In the meantime, Haplo has arrived on Pryan; guided to the Quindiniar homestead by Lenthan's rockets exploding. He retraces his confusing journey and with important contextual clues from the Quindiniars, realizes that he has passed through a Death Gate into the centre of a massive shell world or Dyson Sphere, a fact that he does not share with his hosts. Haplo, not trusting Zifnab, convinced that he must be a Sartan, initiates a brief confrontation where he attacks the old wizard to draw out his true identity. In a confusing turn of events, Zifnab seems to be completely immune to Haplo's powerful attacks and instead convinces Haplo that they must fly the ship immediately to rescue Paithan, but in classic fashion states he has no idea where they must go.

Paithan, Roland, Rega and Drugar manage to stay a step ahead of the tytans as they flee through the forests, and at last come upon the same human city that they had originally set out from. Thinking they've outrun the tytans, the group rests for a moment, the final moments before the tytans attack. The group watches in horror as the human city and thousands of refugees are torn asunder by the tytans. Haplo and Zifnab, flying to scout the cause of smoke on the horizon, arrive just in time to witness the group being cornered by yet more tytans. As they land to attempt a rescue, a self-assured Haplo tries to fight the tytans to keep them from destroying his ship and - underestimating their powers - is nearly killed. Caliandra sacrifices herself to save her siblings, and Haplo, Paithan, Aleatha, Roland, Rega and Drugar, Zifnab and the dragon flee in Haplo's ship.
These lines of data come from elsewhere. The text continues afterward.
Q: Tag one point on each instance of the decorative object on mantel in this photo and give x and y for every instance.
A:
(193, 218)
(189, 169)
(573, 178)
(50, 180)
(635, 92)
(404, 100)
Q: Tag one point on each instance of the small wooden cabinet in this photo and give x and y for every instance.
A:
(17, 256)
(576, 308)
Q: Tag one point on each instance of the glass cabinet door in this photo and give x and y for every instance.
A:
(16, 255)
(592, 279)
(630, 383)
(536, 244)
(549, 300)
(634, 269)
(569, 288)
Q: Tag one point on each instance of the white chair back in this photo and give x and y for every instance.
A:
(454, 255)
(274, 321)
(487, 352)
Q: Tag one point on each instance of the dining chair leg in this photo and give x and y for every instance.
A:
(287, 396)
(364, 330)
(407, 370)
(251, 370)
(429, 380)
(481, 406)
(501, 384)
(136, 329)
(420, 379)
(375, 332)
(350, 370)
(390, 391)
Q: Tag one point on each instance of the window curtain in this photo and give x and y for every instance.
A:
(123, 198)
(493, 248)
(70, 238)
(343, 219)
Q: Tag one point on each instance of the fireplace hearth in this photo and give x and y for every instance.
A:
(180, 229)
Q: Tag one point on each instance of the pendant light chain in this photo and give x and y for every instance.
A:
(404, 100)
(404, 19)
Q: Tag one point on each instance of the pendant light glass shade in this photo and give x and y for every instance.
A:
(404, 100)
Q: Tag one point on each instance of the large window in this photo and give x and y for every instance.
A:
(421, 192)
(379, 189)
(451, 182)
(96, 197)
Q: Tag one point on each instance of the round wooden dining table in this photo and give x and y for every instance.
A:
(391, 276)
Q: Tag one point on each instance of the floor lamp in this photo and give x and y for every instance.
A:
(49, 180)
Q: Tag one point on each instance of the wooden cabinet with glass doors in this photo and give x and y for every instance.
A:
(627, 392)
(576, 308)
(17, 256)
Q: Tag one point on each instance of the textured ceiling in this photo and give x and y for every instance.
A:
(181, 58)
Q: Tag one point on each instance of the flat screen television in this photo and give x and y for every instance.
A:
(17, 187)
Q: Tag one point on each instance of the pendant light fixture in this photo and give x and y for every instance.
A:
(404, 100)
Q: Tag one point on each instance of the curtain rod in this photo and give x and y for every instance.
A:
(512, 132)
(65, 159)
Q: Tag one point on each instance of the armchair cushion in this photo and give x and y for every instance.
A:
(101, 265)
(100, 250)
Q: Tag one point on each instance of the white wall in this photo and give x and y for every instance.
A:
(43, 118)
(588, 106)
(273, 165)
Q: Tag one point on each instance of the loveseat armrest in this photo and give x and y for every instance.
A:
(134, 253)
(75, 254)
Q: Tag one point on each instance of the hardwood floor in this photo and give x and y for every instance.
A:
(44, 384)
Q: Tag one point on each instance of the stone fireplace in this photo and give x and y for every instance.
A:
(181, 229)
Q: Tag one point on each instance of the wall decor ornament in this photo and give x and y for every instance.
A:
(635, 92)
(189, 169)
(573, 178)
They fly upwards towards the stars, and keep flying towards one star until they get close enough to see that it is a citadel, in a forest. Haplo has realised that all the "stars" are citadels scattered around the inner surface of Pryan. The city is surrounded by Sartan warding runes, but they are able to camp nearby.

Haplo leaves the mensch and flies away, back to Death's Gate. Zifnab's dragon pretends to kill Zifnab and attack the mensch, to drive them towards the citadel, and the dwarf Drugar finally realises that the amulet he wears, which is a single Sartan rune, can be used to open the doors and let them into the citadel, where they can live, safe from the tytans.

==Criticism and praise==

Elven Star was reviewed by Booklist, Library Journal, Publishers Weekly, and Voice of Youth Advocates.

The book hit the bestseller lists for Locus, Waldenbooks, and B. Dalton.